Baseline characteristics are presented as medians and interquartile ranges (IQRs) for continuous variables and as numbers (%) for categorical variables. Spearman’s correlation and a linear model were used to assess the relationship between CAT score and serum CRP levels. Serum CRP values were dichotomized based on the upper limits of normal range (0.3 mg/dL) to evaluate the relationship between CAT score and increased serum CRP levels. The multiple logistic regression analyses were performed on age, sex, variables with P<0.20 based on univariate results (Table S1) or variables that were generally considered to be associated with CAT or elevated serum CRP levels. The number of comorbidities, including underlying lung disease, was also included as serum CRP levels can be elevated in chronic inflammation caused by noninfectious inflammation disorders. To determine the CAT score associated with elevated serum CRP levels (>0.3 mg/dL), CAT scores were dichotomized from 6 points to 24 points with 2-point intervals. Pearson’s chi-square test was used for these dichotomous variables. All statistical analyses were performed using IBM SPSS Statistics for Windows, version 22.0 (IBM Corp., Armonk, NY, USA).
Clinical characteristics of subjects
The clinical characteristics of study participants are summarized in Table 1. The study group included 198 males (87.6%) and 28 females (12.4%), with a median age of 70 years (IQR, 63–75 years). The median body mass index (BMI) was 22.9 kg/m2 (IQR, 20.3–25.0 kg/m2). Thirty-three patients (14.6%) were lifetime never smokers. Median serum CRP level was 0.18 mg/dL (IQR, 0.07–0.57 mg/dL), and 88 patients (38.9%) had serum CRP levels >0.3 mg/dL. The median FEV1 (% pred) was 56% (IQR, 41%–69%), and 93 patients (41.2%) had FEV1 (% pred) <50%. The median number of comorbidities was 1 (IQR, 0–2). Median CAT score was 16 points (IQR, 9–22). The median scales of CAT components are shown in Figure 2.
Table 1 Clinical characteristics of patients (n=226)
Relationship between CAT score and serum CRP levels
Correlations between CAT component and serum CRP levels are shown in Table 2. The serum CRP levels had a significant positive relationship with total CAT score (Spearman’s r=0.199, P=0.003). Among CAT components, serum CRP levels were significantly correlated with cough (Spearman’s r=0.153, P=0.021), phlegm (Spearman’s r=0.184, P=0.006), breathlessness going up hills/stairs (Spearman’s r=0.161, P=0.015), low confidence leaving home (Spearman’s r=0.254, P<0.001), and feeling low in energy (Spearman’s r=0.180, P=0.007). There were no significant relationships between serum CRP levels and chest tightness, activity limitations at home, or sleep (Table 3).

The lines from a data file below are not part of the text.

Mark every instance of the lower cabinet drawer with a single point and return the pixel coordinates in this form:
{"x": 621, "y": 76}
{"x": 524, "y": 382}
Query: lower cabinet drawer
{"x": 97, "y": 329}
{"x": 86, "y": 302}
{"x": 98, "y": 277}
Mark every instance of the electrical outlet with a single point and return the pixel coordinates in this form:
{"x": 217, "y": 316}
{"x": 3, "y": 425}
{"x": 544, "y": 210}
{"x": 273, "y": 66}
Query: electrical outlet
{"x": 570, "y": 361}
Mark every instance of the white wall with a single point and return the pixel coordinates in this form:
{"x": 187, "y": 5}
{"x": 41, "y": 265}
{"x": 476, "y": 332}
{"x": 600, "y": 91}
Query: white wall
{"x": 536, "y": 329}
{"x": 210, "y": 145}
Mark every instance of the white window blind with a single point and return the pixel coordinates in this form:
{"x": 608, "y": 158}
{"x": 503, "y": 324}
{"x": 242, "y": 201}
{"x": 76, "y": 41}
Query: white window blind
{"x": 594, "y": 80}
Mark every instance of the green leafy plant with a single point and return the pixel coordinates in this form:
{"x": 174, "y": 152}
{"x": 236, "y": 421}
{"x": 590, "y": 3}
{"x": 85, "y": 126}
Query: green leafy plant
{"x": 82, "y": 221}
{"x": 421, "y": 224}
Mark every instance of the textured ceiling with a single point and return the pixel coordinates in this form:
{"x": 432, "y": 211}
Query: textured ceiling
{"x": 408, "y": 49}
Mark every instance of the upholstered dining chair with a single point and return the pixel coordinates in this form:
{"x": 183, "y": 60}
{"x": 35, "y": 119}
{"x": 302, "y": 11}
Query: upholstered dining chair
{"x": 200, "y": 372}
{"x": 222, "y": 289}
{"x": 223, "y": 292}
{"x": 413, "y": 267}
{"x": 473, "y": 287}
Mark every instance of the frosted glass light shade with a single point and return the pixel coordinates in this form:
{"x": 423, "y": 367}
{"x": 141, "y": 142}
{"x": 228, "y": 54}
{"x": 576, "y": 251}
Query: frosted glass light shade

Table 2 Correlation between COPD assessment test score and serum CRP levels
Relationship between CAT score and elevated serum CRP levels
As shown in Table 3, total CAT score was an independent factor associated with having elevated serum CRP levels after adjustment for covariates, including age, sex, BMI, smoking status, FEV1 (% pred), and number of comorbidities (adjusted odds ratio [aOR], 1.06; 95% confidence interval [CI], 1.02–1.09). The aORs of cough, phlegm, breathlessness, low confidence leaving home, and feeling low in energy for elevated serum CRP levels were 1.38 (95% CI, 1.10–1.72), 1.38 (95% CI, 1.13–1.68), 1.35 (95% CI, 1.09–1.66), 1.29 (95% CI, 1.09–1.52), and 1.25 (95% CI, 1.04–1.50), respectively. Regarding relationship of elevated serum CRP levels with CAT component, there were no significant relationships between elevated serum CRP levels and chest tightness, activity limitations at home, or sleep.
The points of total CAT score associated with elevated serum CRP levels
The CAT scores were dichotomized from 6 points to 24 points with 2-point intervals. Patients with elevated serum CRP levels significantly increased from 14 points to 24 points compared with the other group (serum CRP level ≤0.3 mg/dL). The P-values for elevated serum CRP levels with 14, 16, 18, 20, 22, and 24 points were 0.012, 0.004, 0.003, 0.034, 0.003, and <0.001, respectively. However, there were no significant relationships of elevated serum CRP levels with CAT scores of 6, 8, 10, and 12 points (Figure 3).
Figure 3 Proportions of patients with elevated serum CRP levels (>0.3 mg/dL) according to the CAT cutoff value.
In the present study, we found that serum CRP levels were independently associated with total CAT score in stable COPD patients. Among CAT components, this positive relationship was shown with cough, phlegm, breathlessness going up hills/stairs, low confidence leaving home, and feeling low in energy. The proportion of patients with elevated serum CRP levels significantly increased with 14 points of total CAT, suggesting that CAT score is a useful indicator to predict systemic inflammation in stable COPD patients.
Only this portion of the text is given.